This will mean that office networks will be transformed into a supercomputer working several thousand times faster than individual chips. Most importantly, SAN will make assembling supercomputers as easy as putting together PCs.

CDAC gave details of its technology map during a presentation on its third mission in Pune last week.

The mission starting this year will focus primarily on SAN and related technologies like hardware programmable logic libraries to make high-end computing more user-friendly.

SAN is essentially a switching system that shifts data and commands back and forth among several chips in a parallel network at pico-second speeds to achieve the effect of a single powerful computer.

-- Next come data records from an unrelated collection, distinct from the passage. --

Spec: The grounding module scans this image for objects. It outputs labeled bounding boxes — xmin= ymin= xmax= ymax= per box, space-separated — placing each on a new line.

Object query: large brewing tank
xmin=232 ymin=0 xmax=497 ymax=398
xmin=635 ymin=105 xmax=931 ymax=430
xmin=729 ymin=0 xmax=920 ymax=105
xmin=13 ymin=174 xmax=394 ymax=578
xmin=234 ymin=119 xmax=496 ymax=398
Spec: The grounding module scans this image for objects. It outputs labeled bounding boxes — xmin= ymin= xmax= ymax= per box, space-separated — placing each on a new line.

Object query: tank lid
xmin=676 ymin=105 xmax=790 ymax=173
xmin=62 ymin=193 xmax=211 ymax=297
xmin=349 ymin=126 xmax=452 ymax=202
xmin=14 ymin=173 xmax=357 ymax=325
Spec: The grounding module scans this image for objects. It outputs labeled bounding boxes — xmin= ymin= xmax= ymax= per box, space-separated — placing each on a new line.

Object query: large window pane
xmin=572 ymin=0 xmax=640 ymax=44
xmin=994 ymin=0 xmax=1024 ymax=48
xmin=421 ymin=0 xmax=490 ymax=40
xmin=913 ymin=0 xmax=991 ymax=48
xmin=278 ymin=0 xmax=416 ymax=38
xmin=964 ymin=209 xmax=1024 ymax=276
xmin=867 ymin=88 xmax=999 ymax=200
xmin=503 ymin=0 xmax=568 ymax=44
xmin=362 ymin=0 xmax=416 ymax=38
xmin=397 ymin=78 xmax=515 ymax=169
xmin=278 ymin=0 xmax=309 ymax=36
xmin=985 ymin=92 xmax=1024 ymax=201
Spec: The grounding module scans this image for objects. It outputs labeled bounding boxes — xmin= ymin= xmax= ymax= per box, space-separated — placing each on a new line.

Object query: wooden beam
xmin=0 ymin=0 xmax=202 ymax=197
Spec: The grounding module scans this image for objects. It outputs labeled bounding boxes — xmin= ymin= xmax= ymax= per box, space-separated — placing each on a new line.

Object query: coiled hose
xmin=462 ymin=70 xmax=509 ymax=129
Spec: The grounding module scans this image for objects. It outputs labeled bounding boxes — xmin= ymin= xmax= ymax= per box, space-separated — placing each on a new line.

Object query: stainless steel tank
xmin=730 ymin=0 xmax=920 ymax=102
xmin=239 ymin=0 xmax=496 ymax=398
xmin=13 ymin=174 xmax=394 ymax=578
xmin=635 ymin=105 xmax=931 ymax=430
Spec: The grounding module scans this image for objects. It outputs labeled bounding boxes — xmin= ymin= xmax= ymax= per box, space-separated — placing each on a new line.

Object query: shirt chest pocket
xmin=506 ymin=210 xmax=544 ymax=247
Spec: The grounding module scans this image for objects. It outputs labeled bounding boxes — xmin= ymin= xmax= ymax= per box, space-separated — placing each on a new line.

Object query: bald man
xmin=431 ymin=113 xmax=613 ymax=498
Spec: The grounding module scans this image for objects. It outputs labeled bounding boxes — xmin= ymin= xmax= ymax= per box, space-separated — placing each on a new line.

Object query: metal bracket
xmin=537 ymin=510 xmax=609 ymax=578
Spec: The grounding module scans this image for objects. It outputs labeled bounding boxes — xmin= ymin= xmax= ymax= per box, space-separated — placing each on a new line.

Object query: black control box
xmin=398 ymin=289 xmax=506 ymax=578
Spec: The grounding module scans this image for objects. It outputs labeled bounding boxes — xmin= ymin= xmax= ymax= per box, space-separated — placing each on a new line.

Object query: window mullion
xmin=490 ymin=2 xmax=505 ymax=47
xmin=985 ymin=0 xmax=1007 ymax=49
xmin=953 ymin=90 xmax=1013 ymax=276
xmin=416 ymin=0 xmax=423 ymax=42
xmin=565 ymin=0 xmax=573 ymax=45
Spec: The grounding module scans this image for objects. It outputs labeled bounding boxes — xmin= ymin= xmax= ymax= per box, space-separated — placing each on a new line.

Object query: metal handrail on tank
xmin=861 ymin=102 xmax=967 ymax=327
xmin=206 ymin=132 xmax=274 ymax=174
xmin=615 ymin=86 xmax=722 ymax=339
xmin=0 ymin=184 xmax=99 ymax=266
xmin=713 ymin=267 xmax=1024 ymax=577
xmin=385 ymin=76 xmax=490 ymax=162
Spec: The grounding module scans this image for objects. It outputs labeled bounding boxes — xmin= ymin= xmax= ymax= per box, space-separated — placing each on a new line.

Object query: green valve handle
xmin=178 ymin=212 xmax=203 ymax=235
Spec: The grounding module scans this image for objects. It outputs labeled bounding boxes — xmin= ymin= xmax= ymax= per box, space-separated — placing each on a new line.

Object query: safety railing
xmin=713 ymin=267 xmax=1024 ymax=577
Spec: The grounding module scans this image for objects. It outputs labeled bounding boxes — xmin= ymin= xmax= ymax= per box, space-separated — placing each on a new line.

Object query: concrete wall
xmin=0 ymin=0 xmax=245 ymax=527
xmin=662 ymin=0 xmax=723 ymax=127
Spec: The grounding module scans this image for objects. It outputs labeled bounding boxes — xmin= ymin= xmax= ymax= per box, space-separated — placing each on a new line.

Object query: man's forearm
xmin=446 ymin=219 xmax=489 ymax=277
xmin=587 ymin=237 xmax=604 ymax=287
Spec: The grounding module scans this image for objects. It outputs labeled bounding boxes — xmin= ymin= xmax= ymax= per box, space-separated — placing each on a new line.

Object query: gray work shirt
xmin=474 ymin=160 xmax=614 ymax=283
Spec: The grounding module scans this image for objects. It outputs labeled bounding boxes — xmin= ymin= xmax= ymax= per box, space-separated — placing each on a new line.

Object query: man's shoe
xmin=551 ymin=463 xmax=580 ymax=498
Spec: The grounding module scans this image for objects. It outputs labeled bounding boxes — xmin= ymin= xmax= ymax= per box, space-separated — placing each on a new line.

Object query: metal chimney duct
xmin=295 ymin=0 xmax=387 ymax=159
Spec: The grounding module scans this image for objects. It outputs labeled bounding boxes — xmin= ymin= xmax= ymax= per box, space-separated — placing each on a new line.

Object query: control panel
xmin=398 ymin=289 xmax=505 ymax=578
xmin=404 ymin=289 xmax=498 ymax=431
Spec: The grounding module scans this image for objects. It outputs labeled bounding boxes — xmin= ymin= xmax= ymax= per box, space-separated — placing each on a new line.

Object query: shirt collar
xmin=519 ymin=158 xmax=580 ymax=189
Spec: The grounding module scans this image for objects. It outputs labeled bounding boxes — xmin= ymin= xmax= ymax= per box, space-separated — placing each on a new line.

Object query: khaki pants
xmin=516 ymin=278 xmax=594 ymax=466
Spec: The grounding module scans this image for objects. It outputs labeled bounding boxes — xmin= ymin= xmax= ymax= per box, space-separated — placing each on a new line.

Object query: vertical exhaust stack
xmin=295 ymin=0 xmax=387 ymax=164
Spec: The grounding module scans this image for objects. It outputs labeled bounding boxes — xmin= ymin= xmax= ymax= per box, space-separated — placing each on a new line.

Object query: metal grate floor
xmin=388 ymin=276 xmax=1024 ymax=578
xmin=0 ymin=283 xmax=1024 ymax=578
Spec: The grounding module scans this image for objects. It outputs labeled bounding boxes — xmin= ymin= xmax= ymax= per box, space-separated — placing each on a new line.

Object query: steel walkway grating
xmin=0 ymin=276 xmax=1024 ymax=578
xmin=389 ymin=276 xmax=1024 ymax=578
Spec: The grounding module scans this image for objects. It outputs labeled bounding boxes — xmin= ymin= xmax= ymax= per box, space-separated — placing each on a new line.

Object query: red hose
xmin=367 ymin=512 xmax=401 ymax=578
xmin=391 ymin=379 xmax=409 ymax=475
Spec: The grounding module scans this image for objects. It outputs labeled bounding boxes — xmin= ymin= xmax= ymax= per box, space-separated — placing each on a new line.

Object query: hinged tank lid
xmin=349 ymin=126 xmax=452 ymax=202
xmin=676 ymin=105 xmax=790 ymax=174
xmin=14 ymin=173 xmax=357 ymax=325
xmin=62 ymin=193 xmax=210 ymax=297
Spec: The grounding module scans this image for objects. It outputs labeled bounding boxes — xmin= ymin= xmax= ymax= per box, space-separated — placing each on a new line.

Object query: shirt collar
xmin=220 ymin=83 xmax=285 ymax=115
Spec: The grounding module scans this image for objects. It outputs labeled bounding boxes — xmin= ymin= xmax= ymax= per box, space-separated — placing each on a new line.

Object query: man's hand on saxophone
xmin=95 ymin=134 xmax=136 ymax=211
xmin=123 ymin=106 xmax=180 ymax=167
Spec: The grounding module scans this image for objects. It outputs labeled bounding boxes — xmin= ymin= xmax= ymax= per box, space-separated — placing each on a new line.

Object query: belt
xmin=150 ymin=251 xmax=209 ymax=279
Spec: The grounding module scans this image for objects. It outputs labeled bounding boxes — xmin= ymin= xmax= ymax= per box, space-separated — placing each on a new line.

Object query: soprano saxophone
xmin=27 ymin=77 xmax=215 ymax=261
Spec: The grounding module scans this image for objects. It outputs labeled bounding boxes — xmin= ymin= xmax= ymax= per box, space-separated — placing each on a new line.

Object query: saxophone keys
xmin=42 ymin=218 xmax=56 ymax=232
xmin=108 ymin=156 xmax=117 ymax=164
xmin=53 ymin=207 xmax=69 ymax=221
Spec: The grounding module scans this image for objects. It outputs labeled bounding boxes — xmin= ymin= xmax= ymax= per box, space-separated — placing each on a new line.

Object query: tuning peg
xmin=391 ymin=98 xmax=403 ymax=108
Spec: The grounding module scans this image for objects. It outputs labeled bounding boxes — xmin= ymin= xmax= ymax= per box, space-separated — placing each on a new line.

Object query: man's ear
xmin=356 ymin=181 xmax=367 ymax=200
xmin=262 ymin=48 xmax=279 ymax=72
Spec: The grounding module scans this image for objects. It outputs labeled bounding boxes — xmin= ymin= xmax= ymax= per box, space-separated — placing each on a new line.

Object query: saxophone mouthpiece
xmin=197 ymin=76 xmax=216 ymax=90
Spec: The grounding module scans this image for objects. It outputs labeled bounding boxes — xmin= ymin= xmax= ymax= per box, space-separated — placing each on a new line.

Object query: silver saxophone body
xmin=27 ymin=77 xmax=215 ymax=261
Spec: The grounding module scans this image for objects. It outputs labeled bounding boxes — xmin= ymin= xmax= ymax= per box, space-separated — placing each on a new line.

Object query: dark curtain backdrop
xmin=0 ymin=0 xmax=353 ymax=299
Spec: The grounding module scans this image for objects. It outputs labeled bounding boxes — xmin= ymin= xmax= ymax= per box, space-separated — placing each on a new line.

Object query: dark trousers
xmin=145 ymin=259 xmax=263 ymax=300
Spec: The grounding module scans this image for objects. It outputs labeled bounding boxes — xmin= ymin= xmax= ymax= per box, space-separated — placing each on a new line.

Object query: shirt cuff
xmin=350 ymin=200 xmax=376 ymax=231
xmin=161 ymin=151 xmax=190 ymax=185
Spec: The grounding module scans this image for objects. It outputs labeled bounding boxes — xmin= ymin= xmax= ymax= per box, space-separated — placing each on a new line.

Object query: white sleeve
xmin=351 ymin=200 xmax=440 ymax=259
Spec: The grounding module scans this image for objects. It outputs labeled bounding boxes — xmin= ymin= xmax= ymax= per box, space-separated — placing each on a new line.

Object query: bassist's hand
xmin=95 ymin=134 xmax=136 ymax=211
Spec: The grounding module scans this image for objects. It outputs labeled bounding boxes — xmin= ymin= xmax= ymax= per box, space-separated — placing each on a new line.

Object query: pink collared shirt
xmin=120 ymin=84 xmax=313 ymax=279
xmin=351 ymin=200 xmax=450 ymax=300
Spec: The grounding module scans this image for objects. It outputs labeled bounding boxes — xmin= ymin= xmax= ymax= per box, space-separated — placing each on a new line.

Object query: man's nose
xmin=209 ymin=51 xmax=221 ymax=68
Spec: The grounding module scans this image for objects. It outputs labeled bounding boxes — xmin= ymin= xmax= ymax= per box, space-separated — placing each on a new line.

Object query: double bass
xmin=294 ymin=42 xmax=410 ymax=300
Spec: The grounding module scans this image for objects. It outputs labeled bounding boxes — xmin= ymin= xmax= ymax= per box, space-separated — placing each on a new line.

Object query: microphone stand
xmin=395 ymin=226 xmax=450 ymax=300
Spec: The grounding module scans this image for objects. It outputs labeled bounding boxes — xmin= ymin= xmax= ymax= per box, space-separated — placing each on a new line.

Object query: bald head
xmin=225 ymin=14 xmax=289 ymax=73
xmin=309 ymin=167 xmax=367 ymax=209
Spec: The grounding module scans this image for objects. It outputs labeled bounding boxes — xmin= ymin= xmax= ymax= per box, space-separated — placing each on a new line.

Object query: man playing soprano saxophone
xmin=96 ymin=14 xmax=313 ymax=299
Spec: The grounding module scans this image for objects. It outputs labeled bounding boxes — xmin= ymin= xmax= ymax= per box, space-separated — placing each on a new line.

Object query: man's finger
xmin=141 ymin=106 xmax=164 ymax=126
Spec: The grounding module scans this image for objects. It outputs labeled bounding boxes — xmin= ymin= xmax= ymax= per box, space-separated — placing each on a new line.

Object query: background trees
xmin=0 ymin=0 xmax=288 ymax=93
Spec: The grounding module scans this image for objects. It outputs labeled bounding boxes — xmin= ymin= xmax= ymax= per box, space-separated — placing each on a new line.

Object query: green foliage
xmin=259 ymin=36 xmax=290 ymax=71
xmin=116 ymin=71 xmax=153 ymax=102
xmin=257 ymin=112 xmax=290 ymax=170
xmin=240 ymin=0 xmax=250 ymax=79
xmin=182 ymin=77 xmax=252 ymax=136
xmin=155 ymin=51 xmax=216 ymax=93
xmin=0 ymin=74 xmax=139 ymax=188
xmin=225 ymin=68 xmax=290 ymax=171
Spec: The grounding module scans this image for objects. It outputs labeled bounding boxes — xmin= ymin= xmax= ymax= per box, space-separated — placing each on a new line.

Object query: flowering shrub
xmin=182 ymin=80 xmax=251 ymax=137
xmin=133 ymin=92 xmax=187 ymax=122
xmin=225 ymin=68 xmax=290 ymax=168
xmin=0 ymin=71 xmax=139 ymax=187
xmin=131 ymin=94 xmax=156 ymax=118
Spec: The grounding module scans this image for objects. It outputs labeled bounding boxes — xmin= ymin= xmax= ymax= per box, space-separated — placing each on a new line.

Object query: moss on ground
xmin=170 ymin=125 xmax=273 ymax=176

CDAC Executive Director R K Arora said the third mission would concentrate on supercomputer applications in areas never through possible before such as banking, financial modelling, insurance, telecommunications and electronic governance.

With a powerful computer as the backbone of a banking network, a bank could offer services such as online transaction processing across hundreds of branches.

A stock brokerage company could track share price movement of thousands of scrips in several stock exchanges.

He said in addition to the new applications, the next generation of supercomputers will concentrate on achieving higher performances in traditional areas like weather forecasting, seismic data processing and space.

The third mission has a budget of Rs 495 million that includes government funding of Rs 395 million and CDAC's contribution of Rs 100 million.

The mission is expected to be completed by June 2002.

CDAC has earned a revenue of Rs 250 million during 1997-98 form offering supercomputing solutions and is expecting a growth of 50 during 1998-99.

During the year, it sold a PARAM 10000 system to a Singapore stock brokerage firm for financial modelling applications at an estimated price of about Rs 100 million.